[EDITORIALS]Saving Korea’s collegesThe Ministry of Education and Human Resources Development plans to propose a change in the law that would allow mergers or buyouts of universities. That is a step in the right direction.
In order to restructure our college education system, and especially to make private universities in the provinces competitive, some of them must be merged or overlapping departments must be closed down.
Many private schools in the provinces suffer from a dearth of students and are about to collapse. Last year, those schools found themselves with a 14-percent surplus of seats on average, and the situation did not improve much this year. One junior college that found itself with an especially large shortfall in applicants recommended that half its faculty retire or take leaves of absence.
Some professors have created scholarship funds out of their own pockets and paid 1 million won ($860) each to incoming freshmen. Other schools went on aggressive recruiting campaigns, trying to lure businessmen, housewives and civil servants back to school. Despite their efforts, many students at provincial four-year schools move to universities in Seoul after their first or second year at the outlying schools.

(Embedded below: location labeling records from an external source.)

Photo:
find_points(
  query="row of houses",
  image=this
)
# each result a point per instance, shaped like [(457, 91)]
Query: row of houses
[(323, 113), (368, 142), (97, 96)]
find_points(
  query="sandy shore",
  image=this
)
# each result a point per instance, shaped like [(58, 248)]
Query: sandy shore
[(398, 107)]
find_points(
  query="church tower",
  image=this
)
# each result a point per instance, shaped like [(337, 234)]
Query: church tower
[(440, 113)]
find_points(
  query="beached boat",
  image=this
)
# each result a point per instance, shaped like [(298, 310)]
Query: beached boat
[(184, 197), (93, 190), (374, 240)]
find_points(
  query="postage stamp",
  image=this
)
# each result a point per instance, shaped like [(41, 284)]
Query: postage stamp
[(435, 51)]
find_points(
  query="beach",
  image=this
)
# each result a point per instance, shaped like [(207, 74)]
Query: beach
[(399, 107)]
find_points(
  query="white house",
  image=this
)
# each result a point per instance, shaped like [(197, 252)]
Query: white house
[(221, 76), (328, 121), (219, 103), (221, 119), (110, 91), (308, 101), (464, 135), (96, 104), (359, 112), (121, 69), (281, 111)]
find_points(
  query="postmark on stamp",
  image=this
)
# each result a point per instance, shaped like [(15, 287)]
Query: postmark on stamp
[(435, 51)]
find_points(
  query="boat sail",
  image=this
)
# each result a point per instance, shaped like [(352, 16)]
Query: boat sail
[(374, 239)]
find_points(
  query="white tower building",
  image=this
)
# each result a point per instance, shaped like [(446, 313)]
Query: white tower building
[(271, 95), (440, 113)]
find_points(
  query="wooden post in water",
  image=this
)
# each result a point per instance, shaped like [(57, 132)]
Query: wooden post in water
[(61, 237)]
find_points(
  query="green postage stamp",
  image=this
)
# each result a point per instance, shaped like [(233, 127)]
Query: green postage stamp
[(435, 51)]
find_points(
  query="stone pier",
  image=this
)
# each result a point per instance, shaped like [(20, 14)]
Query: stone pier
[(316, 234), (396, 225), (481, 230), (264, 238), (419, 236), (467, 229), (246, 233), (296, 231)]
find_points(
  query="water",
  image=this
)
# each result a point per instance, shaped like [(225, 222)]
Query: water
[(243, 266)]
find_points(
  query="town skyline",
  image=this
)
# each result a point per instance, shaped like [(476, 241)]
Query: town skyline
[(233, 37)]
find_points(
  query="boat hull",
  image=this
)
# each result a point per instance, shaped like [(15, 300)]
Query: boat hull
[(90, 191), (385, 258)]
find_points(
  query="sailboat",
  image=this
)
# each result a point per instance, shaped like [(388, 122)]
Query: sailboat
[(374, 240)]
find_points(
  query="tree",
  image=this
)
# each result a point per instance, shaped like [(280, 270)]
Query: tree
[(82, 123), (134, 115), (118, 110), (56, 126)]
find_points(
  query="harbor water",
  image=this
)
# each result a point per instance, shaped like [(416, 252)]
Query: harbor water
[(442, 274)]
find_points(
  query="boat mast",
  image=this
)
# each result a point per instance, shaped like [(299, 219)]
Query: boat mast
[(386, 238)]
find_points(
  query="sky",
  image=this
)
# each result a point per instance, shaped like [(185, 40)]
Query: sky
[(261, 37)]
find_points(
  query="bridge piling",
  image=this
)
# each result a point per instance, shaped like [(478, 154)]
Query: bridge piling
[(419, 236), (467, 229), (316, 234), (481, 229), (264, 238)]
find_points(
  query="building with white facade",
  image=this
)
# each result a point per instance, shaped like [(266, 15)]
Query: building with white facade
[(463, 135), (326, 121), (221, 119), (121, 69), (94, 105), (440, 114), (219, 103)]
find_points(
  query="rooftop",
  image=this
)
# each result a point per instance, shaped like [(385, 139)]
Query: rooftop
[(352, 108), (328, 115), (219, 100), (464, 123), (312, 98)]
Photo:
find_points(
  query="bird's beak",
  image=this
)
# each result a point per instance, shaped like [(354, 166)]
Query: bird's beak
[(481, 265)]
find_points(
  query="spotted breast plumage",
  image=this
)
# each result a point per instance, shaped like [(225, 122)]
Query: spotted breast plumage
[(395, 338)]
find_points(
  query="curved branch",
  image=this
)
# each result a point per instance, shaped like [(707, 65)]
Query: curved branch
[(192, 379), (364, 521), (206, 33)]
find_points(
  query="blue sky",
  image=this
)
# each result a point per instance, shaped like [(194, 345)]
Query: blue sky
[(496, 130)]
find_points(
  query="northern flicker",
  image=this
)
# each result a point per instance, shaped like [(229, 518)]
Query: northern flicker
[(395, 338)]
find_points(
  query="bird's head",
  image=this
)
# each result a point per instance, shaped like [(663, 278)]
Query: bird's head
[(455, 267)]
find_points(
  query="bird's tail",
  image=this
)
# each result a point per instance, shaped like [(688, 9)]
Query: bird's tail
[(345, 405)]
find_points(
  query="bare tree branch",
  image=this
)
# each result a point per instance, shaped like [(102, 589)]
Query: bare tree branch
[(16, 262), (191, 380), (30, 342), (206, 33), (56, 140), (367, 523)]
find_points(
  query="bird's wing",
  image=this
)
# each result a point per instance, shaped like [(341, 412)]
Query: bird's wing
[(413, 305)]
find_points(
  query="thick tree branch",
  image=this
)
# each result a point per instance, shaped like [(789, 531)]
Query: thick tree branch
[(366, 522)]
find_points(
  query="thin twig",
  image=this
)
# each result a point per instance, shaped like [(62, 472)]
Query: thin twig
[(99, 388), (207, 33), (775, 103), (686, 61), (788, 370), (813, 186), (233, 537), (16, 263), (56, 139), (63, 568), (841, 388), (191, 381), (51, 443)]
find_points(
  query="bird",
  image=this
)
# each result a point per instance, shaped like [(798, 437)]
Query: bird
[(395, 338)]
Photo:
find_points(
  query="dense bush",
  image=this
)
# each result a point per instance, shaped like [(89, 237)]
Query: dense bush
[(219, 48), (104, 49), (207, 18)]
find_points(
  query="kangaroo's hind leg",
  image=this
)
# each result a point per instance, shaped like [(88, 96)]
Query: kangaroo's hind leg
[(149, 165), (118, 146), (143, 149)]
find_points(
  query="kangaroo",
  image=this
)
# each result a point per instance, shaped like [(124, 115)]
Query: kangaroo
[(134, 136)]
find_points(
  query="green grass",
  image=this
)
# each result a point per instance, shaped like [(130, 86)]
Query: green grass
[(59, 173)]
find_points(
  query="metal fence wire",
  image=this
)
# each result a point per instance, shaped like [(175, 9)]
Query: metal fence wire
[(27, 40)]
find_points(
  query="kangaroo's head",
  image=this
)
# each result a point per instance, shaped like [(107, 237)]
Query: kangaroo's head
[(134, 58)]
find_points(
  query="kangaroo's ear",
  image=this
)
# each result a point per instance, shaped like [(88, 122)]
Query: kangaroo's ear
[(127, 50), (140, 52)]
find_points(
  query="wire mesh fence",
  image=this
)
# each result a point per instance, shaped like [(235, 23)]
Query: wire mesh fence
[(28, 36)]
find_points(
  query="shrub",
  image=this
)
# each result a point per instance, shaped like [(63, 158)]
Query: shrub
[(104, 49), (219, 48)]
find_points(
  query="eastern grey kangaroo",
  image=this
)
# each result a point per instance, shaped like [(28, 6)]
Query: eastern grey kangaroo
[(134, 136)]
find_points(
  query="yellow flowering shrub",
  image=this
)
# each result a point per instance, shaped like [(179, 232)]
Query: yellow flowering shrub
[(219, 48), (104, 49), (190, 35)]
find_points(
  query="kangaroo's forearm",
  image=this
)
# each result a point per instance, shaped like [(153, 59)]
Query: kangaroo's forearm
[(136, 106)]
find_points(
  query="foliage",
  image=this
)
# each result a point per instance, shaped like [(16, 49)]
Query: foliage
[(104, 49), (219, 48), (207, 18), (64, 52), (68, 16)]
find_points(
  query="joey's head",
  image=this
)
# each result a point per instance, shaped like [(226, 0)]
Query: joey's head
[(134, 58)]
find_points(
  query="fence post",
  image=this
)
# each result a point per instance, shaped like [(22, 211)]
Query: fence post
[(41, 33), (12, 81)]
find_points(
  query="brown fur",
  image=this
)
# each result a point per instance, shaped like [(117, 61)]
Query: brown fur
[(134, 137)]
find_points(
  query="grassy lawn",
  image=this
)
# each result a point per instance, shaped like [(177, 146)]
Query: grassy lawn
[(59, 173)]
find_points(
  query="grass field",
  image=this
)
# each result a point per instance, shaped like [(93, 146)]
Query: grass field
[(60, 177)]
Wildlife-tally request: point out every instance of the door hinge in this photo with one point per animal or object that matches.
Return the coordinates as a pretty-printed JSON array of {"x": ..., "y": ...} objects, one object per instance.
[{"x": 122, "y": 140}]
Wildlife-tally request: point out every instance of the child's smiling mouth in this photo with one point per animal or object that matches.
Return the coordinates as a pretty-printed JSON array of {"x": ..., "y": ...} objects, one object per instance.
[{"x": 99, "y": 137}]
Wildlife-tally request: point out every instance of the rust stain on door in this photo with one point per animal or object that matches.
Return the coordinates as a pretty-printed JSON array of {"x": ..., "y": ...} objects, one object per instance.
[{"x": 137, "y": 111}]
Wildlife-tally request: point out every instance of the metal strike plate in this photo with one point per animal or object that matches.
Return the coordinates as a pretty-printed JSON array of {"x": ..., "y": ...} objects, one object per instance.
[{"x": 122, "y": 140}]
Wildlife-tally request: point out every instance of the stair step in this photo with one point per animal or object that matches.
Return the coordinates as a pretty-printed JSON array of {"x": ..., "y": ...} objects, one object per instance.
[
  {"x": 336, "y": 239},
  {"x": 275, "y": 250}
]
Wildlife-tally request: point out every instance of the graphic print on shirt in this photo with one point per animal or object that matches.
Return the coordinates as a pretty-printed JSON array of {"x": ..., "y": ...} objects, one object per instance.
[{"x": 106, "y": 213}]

If private universities in the provinces are left to wither like this, the problem will spread to all other universities as well, and will block our national goal of developing our human resources. Can such schools offer a good education? Can their graduates find good jobs? Universities that exist to create jobs for professors or schools that are set up to make money for their founders should disappear. Such a law to promote mergers and closures should be enacted before midyear.

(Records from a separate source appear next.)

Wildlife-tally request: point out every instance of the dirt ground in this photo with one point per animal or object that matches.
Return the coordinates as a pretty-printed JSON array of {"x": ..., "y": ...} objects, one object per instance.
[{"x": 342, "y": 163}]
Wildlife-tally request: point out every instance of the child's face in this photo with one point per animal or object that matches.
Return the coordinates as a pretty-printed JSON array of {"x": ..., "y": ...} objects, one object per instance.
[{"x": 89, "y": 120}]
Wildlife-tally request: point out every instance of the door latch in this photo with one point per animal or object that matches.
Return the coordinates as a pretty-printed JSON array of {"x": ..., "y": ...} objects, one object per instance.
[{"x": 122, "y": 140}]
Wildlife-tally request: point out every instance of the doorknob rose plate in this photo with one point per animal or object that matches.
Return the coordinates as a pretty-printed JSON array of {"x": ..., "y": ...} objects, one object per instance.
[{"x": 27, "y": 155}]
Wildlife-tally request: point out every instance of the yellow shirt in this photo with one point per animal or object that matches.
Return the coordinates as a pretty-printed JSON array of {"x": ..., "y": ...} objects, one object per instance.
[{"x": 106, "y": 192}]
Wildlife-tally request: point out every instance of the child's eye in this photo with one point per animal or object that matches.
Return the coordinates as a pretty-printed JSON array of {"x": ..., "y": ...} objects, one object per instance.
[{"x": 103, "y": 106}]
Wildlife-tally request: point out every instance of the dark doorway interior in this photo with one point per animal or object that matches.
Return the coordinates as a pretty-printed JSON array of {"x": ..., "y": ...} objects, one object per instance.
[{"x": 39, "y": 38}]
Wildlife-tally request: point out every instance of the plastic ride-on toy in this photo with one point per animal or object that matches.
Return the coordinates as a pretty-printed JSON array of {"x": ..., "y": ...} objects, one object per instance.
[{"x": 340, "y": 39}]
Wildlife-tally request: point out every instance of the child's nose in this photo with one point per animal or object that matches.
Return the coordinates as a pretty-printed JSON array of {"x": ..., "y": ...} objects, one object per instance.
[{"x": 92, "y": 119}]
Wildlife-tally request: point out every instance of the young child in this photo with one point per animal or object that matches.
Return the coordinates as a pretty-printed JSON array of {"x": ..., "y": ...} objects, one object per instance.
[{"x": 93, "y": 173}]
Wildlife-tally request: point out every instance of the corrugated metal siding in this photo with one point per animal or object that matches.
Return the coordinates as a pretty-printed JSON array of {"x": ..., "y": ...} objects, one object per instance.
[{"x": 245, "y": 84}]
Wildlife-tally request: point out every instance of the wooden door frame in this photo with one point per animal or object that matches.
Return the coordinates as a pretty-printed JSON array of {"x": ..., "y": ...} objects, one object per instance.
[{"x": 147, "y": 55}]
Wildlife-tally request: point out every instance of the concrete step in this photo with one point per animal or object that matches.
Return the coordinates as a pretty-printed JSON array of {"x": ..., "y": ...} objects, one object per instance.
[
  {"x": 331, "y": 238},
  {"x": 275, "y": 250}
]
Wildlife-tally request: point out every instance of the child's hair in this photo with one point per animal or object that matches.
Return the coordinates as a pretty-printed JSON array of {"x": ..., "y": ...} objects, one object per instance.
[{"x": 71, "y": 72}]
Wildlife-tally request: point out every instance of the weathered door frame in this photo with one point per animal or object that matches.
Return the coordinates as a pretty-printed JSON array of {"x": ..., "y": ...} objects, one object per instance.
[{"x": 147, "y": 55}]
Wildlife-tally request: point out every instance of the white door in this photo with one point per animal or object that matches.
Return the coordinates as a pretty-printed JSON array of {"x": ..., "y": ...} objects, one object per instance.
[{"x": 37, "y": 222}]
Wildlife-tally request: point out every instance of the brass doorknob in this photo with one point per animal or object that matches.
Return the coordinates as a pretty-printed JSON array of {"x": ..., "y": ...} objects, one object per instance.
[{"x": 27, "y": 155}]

The law that prohibits the disposal of corporate assets invested in private universities must be changed. If investors in such schools could regain part of their capital, as is allowed for investors in primary and secondary schools, closures would be easier. It is also worth considering to allow businesses to buy universities to educate people for their companies.
The most important point is to protect current students at such universities. The major obstacles to mergers and acquisitions are faculty members, alumni and residents of the neighborhoods near the schools.